LXIII Edición: Temporada de lluvias

La foto del recuerdo

Julia sabe que es domingo y que será día de fiesta. La abuela Praxeditas la llevará a ella y a sus primas como cada semana a visitar al abuelo, a comer con él. Tacos de frijol, arroz y huevos duros constituyen el banquete que va dentro de la cesta de mimbre.

La entrada del panteón Sanctorum está animada, vendedores de flores, veladoras y antojitos. El sepelio de un ser querido no impide el hambre ni limita la convivencia de sus parientes. En la entrada del panteón está el descanso, el último espacio que liga a los muertos con el mundo de los vivos; aquí se da la oportunidad de tener un último recuerdo con el difunto, la fotografía definitiva. El ataúd se levanta de tal modo que se aprecien bien los rasgos del que se ha ido y, en torno a él o ella, se acomoda la familia. Los ojos tristes, las caras largas, para no desentonar con el fallecido.

La abuela y las niñas disfrutan de la producción de cada toma fotográfica. Que si el ataúd más arriba, que si más abajo, que si es mucha gente, que si falta éste, que si sobra aquel. Especial ternura les produce ver a los “angelitos”, es decir, a los niños y niñas fallecidos y ataviados de ropajes blancos. Normalmente, a ellos se les toma la fotografía con otros niños y niñas con flores blancas en la mano.

En medio del caos de la producción y de la confusión de los familiares, Julia aprovecha la oportunidad de colarse en las fotografías. Le impresiona pensar en ese invento deslumbrante que eterniza las imágenes en un papel. Nunca nadie le ha tomado una fotografía, apenas si tienen para comer en casa de la abuela; así que no deja pasar la ocasión de aparecer en esas imágenes, aunque sean de muertos ajenos.

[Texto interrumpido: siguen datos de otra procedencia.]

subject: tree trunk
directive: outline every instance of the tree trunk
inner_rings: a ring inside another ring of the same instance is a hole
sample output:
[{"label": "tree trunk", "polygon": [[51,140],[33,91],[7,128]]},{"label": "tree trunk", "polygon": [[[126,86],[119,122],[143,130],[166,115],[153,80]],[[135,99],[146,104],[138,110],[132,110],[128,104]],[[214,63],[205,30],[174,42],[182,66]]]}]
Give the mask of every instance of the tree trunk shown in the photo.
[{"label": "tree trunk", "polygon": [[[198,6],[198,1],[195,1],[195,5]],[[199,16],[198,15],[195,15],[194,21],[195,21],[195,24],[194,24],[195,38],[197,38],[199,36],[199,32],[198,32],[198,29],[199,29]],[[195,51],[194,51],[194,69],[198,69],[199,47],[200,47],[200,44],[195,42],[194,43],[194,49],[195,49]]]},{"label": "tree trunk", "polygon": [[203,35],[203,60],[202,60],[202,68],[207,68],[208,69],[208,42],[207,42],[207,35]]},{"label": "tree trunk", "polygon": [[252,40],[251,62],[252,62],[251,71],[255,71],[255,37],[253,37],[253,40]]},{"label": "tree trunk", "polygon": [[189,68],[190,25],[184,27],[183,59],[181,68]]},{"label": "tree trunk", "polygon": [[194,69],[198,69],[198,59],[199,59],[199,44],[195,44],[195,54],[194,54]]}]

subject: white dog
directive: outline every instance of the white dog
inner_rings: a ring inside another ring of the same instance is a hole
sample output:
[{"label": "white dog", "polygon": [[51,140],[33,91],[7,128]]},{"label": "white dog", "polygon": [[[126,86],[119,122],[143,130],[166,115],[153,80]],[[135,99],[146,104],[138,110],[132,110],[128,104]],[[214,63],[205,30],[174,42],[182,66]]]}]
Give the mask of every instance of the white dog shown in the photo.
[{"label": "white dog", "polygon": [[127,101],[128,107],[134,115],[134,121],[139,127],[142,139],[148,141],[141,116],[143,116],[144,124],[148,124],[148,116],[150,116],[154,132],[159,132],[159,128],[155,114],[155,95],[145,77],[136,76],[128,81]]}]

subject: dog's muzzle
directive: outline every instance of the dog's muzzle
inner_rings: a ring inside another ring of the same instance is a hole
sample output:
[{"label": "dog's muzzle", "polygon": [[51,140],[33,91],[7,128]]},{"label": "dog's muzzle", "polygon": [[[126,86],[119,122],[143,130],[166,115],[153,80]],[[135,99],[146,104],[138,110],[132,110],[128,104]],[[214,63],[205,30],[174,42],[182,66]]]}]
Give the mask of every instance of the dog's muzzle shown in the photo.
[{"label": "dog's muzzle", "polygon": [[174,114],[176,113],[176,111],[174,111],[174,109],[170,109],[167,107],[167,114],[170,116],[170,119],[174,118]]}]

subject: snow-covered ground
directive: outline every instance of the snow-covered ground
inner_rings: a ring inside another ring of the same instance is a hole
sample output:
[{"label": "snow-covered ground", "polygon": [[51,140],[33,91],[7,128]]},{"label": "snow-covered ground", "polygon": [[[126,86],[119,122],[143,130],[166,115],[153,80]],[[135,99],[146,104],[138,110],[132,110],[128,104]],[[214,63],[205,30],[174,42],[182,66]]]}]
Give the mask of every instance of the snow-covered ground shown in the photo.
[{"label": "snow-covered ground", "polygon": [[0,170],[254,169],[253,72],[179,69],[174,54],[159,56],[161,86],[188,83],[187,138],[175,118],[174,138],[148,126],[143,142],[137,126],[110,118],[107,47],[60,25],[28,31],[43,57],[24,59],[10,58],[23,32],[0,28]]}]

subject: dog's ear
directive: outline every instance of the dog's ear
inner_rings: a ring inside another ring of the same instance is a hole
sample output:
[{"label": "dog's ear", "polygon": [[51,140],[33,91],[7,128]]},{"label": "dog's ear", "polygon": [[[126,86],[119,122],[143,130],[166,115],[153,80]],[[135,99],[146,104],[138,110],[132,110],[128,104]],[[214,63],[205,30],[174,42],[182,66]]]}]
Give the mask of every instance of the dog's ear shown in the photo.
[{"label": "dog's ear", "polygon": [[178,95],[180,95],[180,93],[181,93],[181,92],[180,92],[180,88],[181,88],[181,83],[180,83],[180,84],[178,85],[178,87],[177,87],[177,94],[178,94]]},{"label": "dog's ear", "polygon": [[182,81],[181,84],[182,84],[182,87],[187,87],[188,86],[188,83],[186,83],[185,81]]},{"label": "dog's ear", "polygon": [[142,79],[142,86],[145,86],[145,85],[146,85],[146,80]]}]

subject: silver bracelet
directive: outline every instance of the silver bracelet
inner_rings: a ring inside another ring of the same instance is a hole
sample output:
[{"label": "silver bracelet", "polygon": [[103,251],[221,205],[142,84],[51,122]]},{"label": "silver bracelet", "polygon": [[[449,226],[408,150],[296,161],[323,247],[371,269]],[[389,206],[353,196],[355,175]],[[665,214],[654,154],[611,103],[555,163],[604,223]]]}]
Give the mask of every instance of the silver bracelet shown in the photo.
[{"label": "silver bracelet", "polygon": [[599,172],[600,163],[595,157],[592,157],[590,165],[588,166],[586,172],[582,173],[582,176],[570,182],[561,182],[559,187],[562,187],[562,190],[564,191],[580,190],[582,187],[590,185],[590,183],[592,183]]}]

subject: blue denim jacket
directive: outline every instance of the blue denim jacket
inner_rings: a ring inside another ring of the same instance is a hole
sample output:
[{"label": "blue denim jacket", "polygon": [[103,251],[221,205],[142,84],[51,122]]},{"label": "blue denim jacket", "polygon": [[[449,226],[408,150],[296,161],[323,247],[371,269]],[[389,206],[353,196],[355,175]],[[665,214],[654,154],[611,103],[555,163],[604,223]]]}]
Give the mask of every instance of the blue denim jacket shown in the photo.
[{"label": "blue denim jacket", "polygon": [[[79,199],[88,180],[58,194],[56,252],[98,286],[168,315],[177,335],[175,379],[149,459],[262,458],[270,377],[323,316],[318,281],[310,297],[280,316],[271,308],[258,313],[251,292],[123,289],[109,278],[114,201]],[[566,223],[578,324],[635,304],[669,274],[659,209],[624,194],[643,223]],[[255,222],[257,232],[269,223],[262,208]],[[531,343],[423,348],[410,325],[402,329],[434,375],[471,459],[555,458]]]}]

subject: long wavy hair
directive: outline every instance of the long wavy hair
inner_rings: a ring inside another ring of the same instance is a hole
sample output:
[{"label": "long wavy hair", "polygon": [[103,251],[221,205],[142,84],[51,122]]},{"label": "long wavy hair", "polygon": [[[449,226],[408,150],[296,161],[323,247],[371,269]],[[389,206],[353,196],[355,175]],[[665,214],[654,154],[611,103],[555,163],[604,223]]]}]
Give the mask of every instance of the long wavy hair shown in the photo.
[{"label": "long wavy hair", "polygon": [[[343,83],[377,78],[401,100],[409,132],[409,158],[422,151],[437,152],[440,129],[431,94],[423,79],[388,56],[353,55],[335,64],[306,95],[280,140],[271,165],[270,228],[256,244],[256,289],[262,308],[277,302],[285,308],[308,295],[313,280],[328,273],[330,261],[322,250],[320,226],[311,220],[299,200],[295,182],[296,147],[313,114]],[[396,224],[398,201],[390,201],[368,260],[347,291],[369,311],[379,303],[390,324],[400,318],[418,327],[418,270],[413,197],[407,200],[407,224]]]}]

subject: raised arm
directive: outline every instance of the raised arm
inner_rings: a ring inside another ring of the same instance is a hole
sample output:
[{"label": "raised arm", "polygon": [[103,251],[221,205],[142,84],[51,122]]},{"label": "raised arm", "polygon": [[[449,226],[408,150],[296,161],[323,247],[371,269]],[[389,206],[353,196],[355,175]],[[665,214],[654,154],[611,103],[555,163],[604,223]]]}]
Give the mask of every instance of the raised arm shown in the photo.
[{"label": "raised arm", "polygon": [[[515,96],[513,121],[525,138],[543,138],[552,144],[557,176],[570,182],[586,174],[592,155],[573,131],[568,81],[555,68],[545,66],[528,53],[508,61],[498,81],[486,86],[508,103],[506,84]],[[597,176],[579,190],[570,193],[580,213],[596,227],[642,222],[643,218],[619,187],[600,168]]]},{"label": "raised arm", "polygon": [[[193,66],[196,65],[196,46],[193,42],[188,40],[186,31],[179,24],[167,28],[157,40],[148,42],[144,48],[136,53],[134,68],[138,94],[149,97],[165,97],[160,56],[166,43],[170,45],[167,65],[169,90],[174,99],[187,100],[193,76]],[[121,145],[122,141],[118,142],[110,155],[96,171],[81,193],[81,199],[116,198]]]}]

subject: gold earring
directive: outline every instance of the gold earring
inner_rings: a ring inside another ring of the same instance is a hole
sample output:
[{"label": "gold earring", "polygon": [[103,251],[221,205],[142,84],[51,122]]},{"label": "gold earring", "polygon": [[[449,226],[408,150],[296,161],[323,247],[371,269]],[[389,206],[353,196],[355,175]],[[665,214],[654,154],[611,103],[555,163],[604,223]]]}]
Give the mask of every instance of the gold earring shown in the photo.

El abuelo aguarda la llegada de la abuela y de las niñas; no puede ser de otro modo, lleva años de fallecido. La abuela tiende sobre la tumba el blanco mantel almidonado. Julia la mira suspirar al extender la comida en la mesa improvisada. La abuela siempre le repite que el abuelo fue un hombre guapo: “tan hombre él, tan apuesto; y ni treinta y cinco centavos tuve para tomarle su foto a la entrada del panteón”. Tan pobres eran, tan pobres son.

Las niñas se dispersan entre las tumbas jugando a las escondidas hasta que la abuela las llama a comer. Alrededor de la tumba, las mujeres comen y comentan los pormenores del día. “Ha llegado un nuevo inquilino al vecindario”, “a tal tumba le han llevado música norteña”, “a tal difunto no le llevaron flores”. Después de la comida las niñas siguen jugando largo rato entre las tumbas. La tarde va cayendo y sus luces amarillentas se cuelan entre la copa de los árboles. Ha terminado la visita familiar y es hora de volver a los afanes cotidianos. Julia, cansada de jugar a las escondidas, toma la mano de su abuela. Regresa cansada, pero feliz de haber sido inmortalizada una vez más en la foto del recuerdo.